Nas redes sociais palestinianas, enquanto muitos festejam a perspectiva de paz, alguns alertam para maus presságios…

Segundo as informações divulgadas, o Hamas terá recebido garantias formais dos EUA quanto ao cumprimento do acordo por parte de Israel. Não deixa, no entanto, de pairar um ceticismo generalizado: a história recente mostra que Telavive tem um longo histórico de violações de compromissos internacionais, nomeadamente os Acordos de Oslo. Além disso, Israel já demonstrou no passado estar disposto a recorrer a ações terroristas extraterritoriais — como os assassinatos de líderes palestinianos em Beirute ou no Qatar — para impor a sua agenda política e militar.

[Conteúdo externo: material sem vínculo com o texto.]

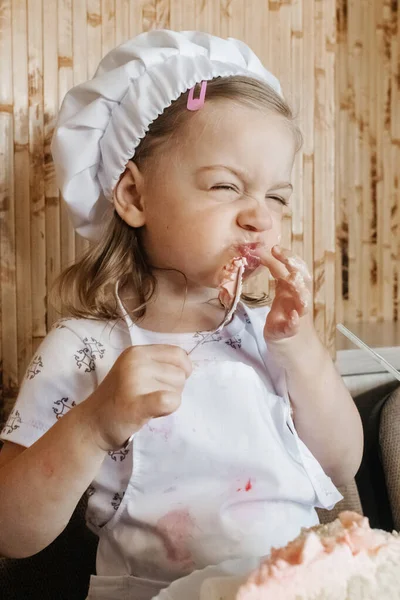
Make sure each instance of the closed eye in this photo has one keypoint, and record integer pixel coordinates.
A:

Se o parlamento israelita ratificar este acordo, tal poderá representar uma derrota política significativa para um governo que declarou abertamente a intenção de ocupar a Faixa de Gaza e que aprovou recentemente a anexação da Cisjordânia. Nada garante que este seja um passo real rumo à paz. A experiência dos últimos 70 anos mostra que bastará um pretexto — fabricado ou real — para que Israel retome os bombardeamentos e volte a infligir sofrimento sobre a população palestiniana.
O PAPEL DE TRUMP

Donald Trump já anunciou que pretende deslocar-se ao Egipto no domingo — ou, quem sabe, segunda-feira — para “assinar o acordo”. Com o habitual instinto de palco, o ex-presidente norte-americano quer aparecer no foco das câmeras de televisão. O papel dos EUA está longe da mediação pelo interesse da paz. Os EUA são os principais fornecedores de armamento a Israel, e a reconstrução de Gaza representa um negócio potencialmente gigantesco. Ninguém acredita seriamente que a ideia da “Riviera de Gaza”, apresentada há meses como um projeto turístico e económico de luxo, tenha desaparecido do mapa.

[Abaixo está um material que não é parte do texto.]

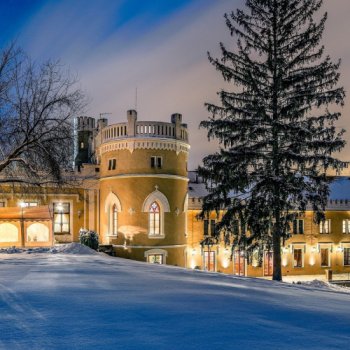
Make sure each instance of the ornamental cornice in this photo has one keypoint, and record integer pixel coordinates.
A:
(145, 143)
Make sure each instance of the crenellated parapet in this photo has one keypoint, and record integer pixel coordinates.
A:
(135, 134)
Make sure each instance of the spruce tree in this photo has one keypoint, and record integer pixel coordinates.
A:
(277, 134)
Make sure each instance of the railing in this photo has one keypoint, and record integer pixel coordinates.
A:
(145, 129)
(114, 131)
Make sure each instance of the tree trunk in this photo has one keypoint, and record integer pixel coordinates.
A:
(276, 242)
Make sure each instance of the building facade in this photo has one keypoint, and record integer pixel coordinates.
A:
(136, 192)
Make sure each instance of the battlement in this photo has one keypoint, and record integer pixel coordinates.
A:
(146, 129)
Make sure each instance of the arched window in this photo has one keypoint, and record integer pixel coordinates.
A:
(154, 219)
(114, 220)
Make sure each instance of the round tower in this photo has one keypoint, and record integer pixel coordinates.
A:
(143, 189)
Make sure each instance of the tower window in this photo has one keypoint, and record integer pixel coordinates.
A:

Tudo isto acontece a escassas horas da atribuição do Prémio Nobel da Paz. Donald Trump, que tem feito campanha aberta para ser laureado, talvez não tenha chegado a tempo… duvidamos que o Comité Nobel ainda não tenha decidido a quem atribuir o galardão pela paz. Para Trump, mais do que um revés diplomático, será provavelmente o maior ultraje. Trump poderá não receber o Nobel da Paz, mas os contratos de obras públicas não lhe escaparão, isso é certo.